A mulher, agora com 50 anos, diz que nunca mais viu o marido, que não era politicamente ativo. Ele foi levado para uma das prisões de tortura. Uma colega de cela a visitou após sua libertação e relatou que o marido estava com a saúde debilitada após graves abusos. No caso dele, as autoridades confirmaram posteriormente a morte: a certidão de óbito do homem, que tinha cerca de 30 anos, listava parada cardíaca como causa da morte – como acontecia com muitos prisioneiros assassinados pelo regime.

A síria Khulud Afnikhar fugiu para a Holanda com seus três filhos depois que seu marido Mohammad Walid Afnikhar foi sequestrado por agentes do serviço secreto.
Fonte: Can Merey
A cunhada de Khulud, Zeyant Afnikhar, diz: "Quando a Síria foi libertada, retomamos a busca pelo meu irmão. Infelizmente, sem sucesso." Parentes viajaram para Sednaya, entre outros lugares, e lá se informaram.
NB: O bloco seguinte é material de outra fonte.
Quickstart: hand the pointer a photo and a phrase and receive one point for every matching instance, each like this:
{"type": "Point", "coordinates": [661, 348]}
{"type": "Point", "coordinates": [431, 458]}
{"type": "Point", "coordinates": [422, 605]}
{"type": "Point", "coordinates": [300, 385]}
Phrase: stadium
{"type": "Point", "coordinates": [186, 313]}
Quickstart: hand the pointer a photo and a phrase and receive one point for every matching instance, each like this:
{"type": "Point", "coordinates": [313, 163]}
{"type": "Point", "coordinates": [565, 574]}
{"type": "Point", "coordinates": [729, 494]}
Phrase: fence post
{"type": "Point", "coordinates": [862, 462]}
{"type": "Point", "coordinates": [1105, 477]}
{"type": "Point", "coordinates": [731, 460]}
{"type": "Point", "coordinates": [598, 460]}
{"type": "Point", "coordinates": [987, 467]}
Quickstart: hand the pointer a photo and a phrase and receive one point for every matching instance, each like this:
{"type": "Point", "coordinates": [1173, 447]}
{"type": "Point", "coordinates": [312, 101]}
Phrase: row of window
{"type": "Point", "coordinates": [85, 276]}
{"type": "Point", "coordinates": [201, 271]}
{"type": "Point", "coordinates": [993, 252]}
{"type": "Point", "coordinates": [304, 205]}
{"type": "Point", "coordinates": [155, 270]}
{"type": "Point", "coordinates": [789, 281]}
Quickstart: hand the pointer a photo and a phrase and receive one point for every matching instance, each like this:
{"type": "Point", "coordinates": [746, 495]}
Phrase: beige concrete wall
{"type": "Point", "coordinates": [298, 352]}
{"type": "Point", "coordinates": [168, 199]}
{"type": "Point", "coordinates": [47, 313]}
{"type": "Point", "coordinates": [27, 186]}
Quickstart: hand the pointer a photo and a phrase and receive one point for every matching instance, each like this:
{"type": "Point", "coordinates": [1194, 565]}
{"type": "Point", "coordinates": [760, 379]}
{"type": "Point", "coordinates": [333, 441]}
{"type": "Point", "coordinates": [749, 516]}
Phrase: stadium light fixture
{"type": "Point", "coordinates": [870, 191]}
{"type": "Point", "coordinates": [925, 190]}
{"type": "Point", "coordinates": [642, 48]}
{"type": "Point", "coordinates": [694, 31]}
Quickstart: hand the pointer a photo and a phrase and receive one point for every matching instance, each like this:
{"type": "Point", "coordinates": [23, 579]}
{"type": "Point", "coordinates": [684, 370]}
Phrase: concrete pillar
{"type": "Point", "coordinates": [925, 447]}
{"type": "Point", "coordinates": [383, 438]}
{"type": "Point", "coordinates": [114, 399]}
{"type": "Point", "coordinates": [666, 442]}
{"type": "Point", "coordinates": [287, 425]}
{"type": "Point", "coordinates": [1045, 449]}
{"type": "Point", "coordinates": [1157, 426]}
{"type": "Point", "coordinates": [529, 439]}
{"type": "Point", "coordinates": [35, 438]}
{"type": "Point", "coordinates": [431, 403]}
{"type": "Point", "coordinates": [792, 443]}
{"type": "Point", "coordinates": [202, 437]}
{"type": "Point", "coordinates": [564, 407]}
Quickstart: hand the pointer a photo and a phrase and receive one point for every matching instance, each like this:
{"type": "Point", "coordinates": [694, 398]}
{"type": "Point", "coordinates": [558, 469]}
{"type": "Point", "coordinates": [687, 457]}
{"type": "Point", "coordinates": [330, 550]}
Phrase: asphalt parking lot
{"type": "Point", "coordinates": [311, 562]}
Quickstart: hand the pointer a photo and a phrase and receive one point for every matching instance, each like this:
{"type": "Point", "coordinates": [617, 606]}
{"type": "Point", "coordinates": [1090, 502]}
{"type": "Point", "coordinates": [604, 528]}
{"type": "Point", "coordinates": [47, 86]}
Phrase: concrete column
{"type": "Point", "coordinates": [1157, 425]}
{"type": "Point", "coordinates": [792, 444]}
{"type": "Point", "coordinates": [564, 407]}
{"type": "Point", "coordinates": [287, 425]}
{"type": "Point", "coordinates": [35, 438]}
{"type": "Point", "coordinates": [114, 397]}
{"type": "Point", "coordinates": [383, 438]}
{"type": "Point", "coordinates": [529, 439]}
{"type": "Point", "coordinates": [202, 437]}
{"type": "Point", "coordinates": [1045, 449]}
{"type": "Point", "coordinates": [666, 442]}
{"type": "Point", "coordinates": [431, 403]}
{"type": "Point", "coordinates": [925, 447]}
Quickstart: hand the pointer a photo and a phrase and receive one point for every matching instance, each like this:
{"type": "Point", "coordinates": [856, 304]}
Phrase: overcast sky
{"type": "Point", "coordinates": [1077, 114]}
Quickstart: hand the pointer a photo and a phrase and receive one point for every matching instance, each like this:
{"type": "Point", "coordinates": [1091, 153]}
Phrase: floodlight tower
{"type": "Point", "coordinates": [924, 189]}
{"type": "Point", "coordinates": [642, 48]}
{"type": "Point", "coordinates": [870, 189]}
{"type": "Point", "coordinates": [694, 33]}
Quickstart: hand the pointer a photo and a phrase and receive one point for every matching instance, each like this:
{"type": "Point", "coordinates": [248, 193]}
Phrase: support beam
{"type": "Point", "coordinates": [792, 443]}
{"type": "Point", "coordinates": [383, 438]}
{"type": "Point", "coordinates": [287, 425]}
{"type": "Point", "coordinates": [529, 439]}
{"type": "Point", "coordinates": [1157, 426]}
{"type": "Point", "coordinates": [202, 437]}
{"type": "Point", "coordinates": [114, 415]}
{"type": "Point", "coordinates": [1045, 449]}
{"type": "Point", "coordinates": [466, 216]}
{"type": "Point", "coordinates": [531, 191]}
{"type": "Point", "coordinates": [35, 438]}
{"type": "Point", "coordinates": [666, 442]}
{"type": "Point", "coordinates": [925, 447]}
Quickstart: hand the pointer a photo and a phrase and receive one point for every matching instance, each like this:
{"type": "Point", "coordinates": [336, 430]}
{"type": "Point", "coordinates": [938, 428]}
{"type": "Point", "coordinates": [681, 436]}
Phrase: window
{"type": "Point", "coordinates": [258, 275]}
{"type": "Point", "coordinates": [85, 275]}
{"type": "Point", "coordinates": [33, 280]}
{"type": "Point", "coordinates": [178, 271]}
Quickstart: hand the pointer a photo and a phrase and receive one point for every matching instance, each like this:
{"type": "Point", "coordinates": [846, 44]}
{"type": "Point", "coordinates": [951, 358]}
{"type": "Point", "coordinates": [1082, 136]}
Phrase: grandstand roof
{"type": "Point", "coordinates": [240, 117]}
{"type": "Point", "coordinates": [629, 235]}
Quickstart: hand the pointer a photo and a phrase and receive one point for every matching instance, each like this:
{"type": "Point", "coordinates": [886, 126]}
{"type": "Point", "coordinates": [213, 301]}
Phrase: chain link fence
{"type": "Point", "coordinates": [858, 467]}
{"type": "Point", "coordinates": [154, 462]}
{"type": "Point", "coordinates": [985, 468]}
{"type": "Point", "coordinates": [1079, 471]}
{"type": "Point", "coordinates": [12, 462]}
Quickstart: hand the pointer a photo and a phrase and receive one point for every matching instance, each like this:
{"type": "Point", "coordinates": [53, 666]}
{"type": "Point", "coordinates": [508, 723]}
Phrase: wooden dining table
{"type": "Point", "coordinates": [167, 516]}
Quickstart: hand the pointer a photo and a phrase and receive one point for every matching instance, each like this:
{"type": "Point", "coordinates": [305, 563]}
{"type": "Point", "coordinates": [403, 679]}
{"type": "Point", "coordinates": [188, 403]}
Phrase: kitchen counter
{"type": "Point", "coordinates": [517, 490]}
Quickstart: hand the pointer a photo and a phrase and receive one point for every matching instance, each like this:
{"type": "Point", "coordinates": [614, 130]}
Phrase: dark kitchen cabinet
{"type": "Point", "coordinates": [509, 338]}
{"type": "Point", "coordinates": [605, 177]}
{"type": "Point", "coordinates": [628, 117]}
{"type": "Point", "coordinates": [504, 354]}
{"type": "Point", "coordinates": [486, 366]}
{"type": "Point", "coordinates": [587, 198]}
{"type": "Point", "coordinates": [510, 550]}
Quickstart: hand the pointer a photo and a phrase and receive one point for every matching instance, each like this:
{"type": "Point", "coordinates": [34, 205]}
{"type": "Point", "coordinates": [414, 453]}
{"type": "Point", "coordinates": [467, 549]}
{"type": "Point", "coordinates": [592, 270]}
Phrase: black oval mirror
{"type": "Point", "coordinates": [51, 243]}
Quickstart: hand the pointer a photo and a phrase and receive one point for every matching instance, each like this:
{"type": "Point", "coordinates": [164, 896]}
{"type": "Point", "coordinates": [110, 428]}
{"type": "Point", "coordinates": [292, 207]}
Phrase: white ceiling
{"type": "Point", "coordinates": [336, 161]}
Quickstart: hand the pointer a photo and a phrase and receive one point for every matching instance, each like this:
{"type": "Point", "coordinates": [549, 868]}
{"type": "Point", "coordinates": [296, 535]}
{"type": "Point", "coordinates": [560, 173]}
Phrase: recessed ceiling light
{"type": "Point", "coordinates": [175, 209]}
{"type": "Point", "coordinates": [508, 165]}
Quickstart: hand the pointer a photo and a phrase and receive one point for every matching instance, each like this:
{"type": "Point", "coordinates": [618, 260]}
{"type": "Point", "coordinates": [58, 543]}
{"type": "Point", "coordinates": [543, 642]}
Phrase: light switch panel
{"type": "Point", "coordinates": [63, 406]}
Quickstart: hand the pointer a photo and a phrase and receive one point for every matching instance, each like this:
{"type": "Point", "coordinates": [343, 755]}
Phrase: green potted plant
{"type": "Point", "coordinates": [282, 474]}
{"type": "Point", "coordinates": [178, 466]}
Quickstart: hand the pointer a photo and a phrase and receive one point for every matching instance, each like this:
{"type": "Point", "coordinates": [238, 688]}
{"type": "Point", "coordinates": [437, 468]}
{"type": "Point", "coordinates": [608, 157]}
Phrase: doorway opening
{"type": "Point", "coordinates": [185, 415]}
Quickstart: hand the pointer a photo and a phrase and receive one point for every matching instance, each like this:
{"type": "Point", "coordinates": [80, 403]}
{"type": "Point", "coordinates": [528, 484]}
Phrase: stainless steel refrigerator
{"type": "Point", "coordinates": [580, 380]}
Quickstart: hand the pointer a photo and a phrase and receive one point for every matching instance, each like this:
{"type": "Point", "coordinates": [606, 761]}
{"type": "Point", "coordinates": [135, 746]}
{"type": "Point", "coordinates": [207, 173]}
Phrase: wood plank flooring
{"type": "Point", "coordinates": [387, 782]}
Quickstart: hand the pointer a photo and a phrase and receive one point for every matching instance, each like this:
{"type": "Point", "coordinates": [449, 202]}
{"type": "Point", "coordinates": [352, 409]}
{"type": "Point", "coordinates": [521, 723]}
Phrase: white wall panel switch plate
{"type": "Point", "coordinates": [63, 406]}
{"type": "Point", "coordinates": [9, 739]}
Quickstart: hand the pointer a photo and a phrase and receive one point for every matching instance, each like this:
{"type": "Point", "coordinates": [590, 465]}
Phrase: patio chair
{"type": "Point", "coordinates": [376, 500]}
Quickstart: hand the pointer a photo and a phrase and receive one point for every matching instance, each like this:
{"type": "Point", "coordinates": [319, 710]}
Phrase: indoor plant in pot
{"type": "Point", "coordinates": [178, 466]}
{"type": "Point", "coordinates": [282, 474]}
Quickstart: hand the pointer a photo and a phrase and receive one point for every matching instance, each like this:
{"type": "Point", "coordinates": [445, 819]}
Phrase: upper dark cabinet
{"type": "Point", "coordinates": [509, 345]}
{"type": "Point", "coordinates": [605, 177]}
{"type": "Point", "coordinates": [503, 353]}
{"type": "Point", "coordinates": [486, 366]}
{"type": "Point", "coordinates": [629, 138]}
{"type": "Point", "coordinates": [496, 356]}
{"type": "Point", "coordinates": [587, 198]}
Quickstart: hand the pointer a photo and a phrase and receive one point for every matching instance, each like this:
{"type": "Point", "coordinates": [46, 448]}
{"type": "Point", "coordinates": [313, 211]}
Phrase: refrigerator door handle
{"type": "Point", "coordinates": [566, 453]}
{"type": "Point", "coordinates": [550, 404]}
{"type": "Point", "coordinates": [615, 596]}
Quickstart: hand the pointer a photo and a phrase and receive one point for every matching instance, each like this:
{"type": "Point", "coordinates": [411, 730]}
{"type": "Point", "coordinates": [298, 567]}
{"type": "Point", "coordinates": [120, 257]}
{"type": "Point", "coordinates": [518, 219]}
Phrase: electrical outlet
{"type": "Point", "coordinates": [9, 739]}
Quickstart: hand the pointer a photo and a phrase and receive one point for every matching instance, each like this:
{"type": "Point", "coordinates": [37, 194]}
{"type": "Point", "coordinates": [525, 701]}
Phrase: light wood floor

Khulud Afnikhar diz: "Quando você vê Sednaya, a morte é uma misericórdia." Embora não tenha dúvidas de que seu marido morreu, ela não tem certeza absoluta. "Nunca recebemos o corpo dele."
Khulud Afnikhar e seus filhos viajaram para sua terra natal durante as férias de verão holandesas, passando um mês visitando a família em Damasco. Hassan, o mais novo, tinha apenas seis meses quando seu pai desapareceu há doze anos; ele não se lembra dele. Khaled, o mais velho, agora tem 16 anos. Ele diz: "Com um pai, tudo teria sido muito mais fácil." Khaled nega a pergunta se acredita que seu pai ainda possa estar vivo. Para sua irmã, Limar, a resposta não é tão clara. O jovem de 15 anos diz, em lágrimas: "Não sei."